In his address, Rowley outlined the process of trying to produce the decades-long “elusive dream” of LG reform - and that his Government had undertaken to get it done.
“Notwithstanding the difficulties, lack of support from some of our colleagues and myriad obstacles in the way, this Government believes that a reformed and modernised system of Local Government, as presented after years of complaints and resultant widespread consultation, was in the best interest of the nation as a whole,” he added.

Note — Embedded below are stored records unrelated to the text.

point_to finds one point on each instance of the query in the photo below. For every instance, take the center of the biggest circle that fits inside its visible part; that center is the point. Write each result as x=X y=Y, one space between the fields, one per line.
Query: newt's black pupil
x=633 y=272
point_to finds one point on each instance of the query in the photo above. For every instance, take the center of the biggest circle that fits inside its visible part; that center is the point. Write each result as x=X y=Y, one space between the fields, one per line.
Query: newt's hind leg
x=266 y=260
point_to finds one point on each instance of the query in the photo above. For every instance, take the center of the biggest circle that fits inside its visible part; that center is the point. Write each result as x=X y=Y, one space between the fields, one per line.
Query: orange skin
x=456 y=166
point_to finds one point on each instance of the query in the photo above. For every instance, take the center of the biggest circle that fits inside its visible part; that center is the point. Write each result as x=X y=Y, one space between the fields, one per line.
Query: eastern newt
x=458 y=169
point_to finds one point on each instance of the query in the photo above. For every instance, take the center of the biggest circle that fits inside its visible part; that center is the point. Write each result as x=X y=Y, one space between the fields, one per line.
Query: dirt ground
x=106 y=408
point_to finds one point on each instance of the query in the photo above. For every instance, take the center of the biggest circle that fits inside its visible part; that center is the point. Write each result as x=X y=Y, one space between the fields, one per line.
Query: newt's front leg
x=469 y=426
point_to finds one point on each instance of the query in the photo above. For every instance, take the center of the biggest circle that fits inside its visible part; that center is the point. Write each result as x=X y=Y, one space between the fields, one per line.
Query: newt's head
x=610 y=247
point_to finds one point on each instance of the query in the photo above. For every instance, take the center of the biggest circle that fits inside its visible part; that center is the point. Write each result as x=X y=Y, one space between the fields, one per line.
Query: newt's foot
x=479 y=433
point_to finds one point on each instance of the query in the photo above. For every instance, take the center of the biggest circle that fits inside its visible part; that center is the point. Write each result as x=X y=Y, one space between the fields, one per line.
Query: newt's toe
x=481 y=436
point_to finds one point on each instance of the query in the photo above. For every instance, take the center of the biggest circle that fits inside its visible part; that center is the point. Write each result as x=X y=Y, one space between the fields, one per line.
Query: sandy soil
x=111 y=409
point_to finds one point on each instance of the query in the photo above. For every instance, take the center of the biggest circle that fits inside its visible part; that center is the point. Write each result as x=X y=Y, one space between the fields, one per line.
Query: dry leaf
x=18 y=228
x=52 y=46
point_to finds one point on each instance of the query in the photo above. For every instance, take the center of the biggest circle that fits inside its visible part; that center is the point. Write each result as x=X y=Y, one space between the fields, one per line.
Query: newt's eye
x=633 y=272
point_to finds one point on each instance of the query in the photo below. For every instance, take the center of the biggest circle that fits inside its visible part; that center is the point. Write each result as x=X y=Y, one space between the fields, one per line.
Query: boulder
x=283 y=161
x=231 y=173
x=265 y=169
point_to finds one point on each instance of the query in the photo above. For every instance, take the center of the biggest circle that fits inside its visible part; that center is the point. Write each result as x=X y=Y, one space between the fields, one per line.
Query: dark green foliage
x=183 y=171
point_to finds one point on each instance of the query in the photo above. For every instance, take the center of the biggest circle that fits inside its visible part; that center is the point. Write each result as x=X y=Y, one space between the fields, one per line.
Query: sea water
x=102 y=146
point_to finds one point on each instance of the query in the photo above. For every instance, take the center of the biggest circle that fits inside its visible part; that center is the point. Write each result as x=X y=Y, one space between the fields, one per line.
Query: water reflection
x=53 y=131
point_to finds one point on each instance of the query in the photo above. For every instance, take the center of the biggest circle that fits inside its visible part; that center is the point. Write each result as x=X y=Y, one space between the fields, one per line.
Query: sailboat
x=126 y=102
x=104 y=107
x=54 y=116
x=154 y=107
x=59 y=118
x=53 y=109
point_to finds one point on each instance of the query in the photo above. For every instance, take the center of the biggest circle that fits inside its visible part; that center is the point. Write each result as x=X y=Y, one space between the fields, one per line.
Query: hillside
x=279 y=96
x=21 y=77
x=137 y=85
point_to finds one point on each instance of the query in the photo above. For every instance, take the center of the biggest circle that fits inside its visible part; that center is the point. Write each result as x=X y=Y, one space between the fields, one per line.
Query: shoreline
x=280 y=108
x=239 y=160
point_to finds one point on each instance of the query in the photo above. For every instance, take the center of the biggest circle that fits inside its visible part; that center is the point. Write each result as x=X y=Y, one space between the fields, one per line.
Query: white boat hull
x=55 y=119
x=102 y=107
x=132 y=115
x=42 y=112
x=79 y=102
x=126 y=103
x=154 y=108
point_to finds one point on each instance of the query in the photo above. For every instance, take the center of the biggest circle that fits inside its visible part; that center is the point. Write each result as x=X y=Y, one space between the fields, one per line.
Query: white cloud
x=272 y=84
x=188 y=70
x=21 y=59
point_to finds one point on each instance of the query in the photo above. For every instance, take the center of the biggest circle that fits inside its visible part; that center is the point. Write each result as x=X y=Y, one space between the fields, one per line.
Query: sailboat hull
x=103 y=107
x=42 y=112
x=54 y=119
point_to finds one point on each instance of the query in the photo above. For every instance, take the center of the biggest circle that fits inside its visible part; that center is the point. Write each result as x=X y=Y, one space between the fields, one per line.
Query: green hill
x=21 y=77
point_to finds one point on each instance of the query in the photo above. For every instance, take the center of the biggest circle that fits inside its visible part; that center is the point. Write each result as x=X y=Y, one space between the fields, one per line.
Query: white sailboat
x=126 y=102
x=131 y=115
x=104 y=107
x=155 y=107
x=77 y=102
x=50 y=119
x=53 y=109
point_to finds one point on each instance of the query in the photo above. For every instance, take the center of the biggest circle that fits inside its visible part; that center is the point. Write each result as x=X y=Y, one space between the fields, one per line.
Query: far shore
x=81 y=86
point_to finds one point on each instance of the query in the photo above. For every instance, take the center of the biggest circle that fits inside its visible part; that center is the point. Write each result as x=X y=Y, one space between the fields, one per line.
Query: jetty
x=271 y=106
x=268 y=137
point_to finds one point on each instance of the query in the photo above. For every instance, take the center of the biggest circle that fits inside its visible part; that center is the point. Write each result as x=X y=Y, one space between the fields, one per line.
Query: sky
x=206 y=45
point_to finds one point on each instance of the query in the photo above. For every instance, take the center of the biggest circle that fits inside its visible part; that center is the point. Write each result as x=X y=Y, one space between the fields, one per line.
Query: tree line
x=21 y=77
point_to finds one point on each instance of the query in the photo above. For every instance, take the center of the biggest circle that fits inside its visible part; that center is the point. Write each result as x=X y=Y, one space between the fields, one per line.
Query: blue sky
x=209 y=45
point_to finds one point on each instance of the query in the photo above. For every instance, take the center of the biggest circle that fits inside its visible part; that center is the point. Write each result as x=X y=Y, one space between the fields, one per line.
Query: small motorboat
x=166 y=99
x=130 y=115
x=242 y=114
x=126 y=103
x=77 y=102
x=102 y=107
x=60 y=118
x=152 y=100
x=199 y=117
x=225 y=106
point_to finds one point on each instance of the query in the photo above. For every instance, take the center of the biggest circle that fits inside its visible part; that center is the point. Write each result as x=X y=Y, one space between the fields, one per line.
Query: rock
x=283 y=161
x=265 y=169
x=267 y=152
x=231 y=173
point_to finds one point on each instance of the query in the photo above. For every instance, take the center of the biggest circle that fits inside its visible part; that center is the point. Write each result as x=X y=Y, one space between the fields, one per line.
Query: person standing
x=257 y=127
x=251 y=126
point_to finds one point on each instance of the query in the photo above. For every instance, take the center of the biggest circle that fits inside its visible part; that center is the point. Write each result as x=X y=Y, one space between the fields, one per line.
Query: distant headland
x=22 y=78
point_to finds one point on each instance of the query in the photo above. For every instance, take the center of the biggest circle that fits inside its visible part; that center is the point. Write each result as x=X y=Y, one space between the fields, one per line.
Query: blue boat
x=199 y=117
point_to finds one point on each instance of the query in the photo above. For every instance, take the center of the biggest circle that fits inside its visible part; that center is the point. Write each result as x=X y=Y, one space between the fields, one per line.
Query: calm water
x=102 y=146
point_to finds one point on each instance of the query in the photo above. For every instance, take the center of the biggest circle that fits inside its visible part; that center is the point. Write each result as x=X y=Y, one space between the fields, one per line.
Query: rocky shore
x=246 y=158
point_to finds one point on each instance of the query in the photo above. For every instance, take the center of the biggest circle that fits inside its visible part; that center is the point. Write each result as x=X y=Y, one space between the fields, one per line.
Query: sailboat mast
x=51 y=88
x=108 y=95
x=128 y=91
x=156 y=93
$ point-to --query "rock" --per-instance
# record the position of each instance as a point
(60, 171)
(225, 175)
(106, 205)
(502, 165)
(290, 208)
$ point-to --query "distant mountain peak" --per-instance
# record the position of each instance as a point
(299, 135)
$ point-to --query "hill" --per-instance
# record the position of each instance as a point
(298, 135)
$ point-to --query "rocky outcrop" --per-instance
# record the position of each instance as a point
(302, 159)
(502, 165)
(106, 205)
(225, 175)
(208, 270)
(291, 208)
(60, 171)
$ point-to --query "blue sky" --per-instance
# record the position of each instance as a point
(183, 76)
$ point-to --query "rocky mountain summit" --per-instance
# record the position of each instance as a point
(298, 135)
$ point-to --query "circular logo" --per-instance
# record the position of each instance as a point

“It was within this mission that the Government pressed on cautiously but resolutely to bring this about by the passage of the new law and its sectional, step-by-step proclamation, as the necessary preparations were made to operationalise the new arrangements.”
Since some reform measures are quite novel and far reaching, he said Government’s intention was that the best way to have eased these into being was to have “extended the application of the terms of the new law, as intended, to the incumbents in such a way that it afforded some element of a smooth transition.”
“This necessitated a short extension of the life of the incumbents and it was the Government’s interpretation and option that this exigency was taken care of in the provisions of the new law. By Legal Notice No. 206 of 2022, of 7th November 2022, a number of sections of this Act were proclaimed and came into force from 8th November 2022.”
However, the proclamation was challenged on November 15, 2022, by Ravi Balgobin Maharaj. Rowley noted the High Court’s refusal to grant the applicant’s injunction and the Appeal Court’s dismissal of the subsequent appeal - but the Appeal Court granted permission to appeal to the Privy Council.
“The grant of the appeal to the Privy Council is further proof of the systems being allowed to work...” Rowley said.
He added, “Given the nature of the interpretation problem being grappled with, it was not surprising that there was a split decision at the Privy Council.”
He noted Lords Richards, Reed and Hodge statements at paragraph 20 of the ruling.
They’d stated “..’.On any footing, the absence of any detailed provisions concerning local government elections leads to the inevitable conclusion that a change in the length of the terms of office of incumbent Councillors and Aldermen cannot amount to a contravention of the Constitution. The term for which representatives have been elected is important but an increase by one year in the term of incumbent Councillors and Aldermen does not of itself breach any of provision of the Constitution’.”
Rowley said the simple question to be determined at every stage in this legal contest was whether as a matter of construction, applying relevant principles of construction, the amendments to sections 11 and 12 apply to incumbent councillors and aldermen at the time that the amendments came into force.
“The majority (Law Lords) decided the amendments applied to councillors and aldermen after the amendments came into force and not to the incumbent councillors and aldermen. The minority decided that the amendments did apply to the incumbent councillors and aldermen. So, even down to the bitter end there is a divergence of views on this prickly interpretation of the meaning of the contested section.”
Also, in the final declaration, two judges voted in favour of preserving the status quo of the successful defences of the relevant interpretation and three voted to disagree.